Sujak (1990) dalam Hakim (2014), memandang konflik menjadi dua yaitu cara lama dan cara baru.
1. Memenurut cara pandang lama, konflik harus dihilangkan karena dapat mengganggu organanisasi dan merusak prestasi; sedagkkan dalam cara baru konflik sesungguhnya meningkatkan prestasi organisasi dan karena itu harus dikelola dengan baik.
2. Dalam cara pandang lama, organisasi atau kelompok atau komunitas yang baik seharusnya tidak ada konflik; sedangkan dalam pandangan baru bahwa dalam organisasim yang baik konflik yang memuncak dapat mendorong anggotanya untuk memacu prestasi.
3. Dalam padangan lama, konflik harus dibasmi atau diealakkan; sedangkan dalam padangan baru konflik merupakan bagian integrasi dari kehidupan organisasi, kelompok, dan komunitas tertentu.
4. Menurut pandangan lama, konflik itu jelek karena dapat menjurus pada  tingkat stress yang lebih tinggi, memunculkan kejahatan, dan sabotase berbagai program kegiatan; sedangkan pandangan baru mengatakan bahwa konflik itu baik karena dapat merangsang orang untuk memecahkan persoalan dan menyebabkan timbulnya konflik.
Hampir kebanyakan orang mempersepsikan bahwa konflik itu sebagai fenomena yang membahayakan. Padahal, kondisi yang sebenarnya tidaklah demikian.
Menurut Ralf Dahrendorf (1994) menegaskan bahawa masyarakat pada dasarnya terdiri dari 2 muka, muka kosensus dan muka konflik. Antara keduanya selalu melekat pada kehidupan masyarakat karena konflik senantiasa ada dalam kehidupan masyarakat, Dahrendorf memandang konflik sebagai fenomena social yang harus deperhatikan. Selain itu menurutnya teori konflik berpusat pada “wewenang” dan “posisi” yang keduanya merupakan faktor social yang dapat ditegaskan sebagai berikut: (1) distribusi wewenang dan kekuasaan yang tidak merata dapat menimbulkan konflik social.(2) kekuasaan dan wewenang selalu menempatkan individu dalam struktur social pada posisi atas, atau sebaliknya berada pada posisi bawah. (3) kekuasaan dan wewenang akan melahirkan penguasa dan kelompok penguasa dan kelompok yang dikuasai yang rentan akan konflik.

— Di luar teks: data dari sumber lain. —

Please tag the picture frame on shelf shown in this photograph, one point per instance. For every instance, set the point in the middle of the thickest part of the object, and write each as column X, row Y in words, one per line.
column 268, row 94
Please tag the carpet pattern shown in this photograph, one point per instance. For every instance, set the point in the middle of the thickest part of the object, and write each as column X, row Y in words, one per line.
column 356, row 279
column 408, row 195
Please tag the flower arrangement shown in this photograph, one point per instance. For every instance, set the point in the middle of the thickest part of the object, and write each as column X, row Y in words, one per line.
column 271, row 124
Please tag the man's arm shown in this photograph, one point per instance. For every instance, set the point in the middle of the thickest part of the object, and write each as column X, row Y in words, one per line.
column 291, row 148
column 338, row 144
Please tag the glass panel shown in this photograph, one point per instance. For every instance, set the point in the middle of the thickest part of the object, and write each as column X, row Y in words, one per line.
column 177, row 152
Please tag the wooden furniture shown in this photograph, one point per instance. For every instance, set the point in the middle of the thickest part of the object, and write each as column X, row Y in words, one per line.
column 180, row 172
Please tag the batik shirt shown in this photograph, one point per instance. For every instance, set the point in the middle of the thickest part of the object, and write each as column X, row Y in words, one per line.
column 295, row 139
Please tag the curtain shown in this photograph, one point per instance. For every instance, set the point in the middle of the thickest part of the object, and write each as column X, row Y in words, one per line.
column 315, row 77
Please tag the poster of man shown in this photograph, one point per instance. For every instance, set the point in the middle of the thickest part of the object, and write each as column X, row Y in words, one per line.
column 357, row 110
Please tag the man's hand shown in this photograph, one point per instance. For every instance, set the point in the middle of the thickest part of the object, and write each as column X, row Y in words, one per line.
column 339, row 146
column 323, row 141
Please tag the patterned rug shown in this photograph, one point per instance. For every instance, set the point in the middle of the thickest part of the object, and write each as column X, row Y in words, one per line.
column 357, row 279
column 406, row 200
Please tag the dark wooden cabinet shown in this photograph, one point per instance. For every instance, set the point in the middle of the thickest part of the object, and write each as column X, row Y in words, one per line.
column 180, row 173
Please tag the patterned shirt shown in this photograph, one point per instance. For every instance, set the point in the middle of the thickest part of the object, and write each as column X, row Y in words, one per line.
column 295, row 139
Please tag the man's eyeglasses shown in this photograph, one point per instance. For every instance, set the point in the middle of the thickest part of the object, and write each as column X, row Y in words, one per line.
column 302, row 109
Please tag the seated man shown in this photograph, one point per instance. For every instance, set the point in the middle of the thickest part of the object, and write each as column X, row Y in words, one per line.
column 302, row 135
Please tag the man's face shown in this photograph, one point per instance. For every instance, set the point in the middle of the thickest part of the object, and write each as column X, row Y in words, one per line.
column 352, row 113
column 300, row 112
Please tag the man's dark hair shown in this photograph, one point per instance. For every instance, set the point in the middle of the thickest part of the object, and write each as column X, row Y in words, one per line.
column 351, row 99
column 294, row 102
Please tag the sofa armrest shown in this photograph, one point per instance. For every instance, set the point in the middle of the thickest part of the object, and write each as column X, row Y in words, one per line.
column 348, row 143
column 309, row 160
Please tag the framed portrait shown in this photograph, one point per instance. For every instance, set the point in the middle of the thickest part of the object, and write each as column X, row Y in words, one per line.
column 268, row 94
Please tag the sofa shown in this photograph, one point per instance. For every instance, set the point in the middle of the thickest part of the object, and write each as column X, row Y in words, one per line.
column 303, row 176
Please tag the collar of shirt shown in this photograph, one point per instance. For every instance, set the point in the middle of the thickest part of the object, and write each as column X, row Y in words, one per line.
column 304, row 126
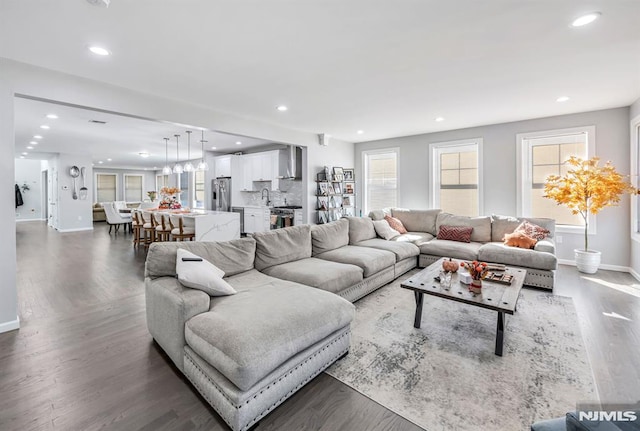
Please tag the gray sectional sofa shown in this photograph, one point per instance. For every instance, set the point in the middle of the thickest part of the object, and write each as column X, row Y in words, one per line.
column 486, row 241
column 290, row 318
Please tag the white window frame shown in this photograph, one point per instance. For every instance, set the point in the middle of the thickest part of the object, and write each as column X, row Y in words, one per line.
column 95, row 183
column 124, row 186
column 159, row 177
column 635, row 179
column 365, row 174
column 525, row 175
column 437, row 148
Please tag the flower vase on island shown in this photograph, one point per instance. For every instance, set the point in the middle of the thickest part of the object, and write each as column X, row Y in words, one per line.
column 169, row 199
column 478, row 271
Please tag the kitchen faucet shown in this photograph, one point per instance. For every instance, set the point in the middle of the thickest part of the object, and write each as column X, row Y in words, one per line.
column 265, row 189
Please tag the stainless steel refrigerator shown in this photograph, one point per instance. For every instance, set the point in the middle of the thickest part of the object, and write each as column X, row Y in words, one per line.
column 221, row 188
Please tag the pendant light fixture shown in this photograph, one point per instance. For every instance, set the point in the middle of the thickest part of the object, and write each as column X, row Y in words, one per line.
column 177, row 168
column 188, row 167
column 167, row 169
column 203, row 166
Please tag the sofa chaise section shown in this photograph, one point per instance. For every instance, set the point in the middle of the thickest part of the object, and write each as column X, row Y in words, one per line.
column 248, row 352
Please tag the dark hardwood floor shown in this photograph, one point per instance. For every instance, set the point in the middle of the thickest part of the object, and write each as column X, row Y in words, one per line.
column 83, row 359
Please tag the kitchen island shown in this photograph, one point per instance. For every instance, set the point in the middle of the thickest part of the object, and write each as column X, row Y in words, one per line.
column 213, row 225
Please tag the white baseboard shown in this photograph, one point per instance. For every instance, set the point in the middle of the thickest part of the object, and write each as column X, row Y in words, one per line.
column 10, row 326
column 604, row 266
column 75, row 230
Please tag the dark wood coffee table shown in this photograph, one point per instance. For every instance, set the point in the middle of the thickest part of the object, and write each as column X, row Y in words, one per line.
column 495, row 296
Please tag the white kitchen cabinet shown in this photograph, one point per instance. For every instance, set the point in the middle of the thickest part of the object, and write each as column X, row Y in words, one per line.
column 222, row 166
column 256, row 219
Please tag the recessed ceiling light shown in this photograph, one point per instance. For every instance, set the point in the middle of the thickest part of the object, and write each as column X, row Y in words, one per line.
column 98, row 50
column 586, row 19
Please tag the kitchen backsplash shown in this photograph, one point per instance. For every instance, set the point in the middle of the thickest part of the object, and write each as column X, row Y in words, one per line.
column 291, row 190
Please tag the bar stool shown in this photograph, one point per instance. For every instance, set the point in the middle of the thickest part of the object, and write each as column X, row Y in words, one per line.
column 149, row 227
column 136, row 226
column 163, row 229
column 179, row 231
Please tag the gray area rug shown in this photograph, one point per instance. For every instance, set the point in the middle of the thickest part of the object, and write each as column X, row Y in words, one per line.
column 445, row 376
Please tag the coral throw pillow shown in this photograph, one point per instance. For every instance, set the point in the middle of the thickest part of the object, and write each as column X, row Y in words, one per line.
column 395, row 224
column 532, row 230
column 455, row 233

Sementara itu Lewis A. Coser memandang konflik sebagai sesuatu yang bersifat fungsional. Konflik bisa bersifat jika memiliki nilai-nilai fungsional dalam hal:
1. Sebagai alat untuk memelihara solidaritas
2. Menjadi jembatan aliansi dengan kelompok lain
3. Mengaktifkan individuyang semula terisolasi dengan kelompoknya
4. Sebagai sarana komunikasi untuk mengetahui pihak lawan atau yang terlibat konflik
Dalam kaitan dengan fungsi Robeth K. Merton pernah membedakan menjadi dua yakni fungsi manifest dan fungsi laten. Fungsi manifest adalah fungsi yang direncanakan, ditampakkan atau ditunjukkan secara tegas. Sedangkan fungsi laten adalah fungsi yang tidak diperhitungkannya dalam proses pencapaian tujuan kehidupan sosial. Terhadap dua fungsi tadi, Metton mewanti-wanti dalam beberapa hal:
1. Fungsi-sungsi yang dinyatakan secara manifest, sering mengalami disfungsi, karena kurangnya perhatian terhadap fungsi laten yang berada di balik itu.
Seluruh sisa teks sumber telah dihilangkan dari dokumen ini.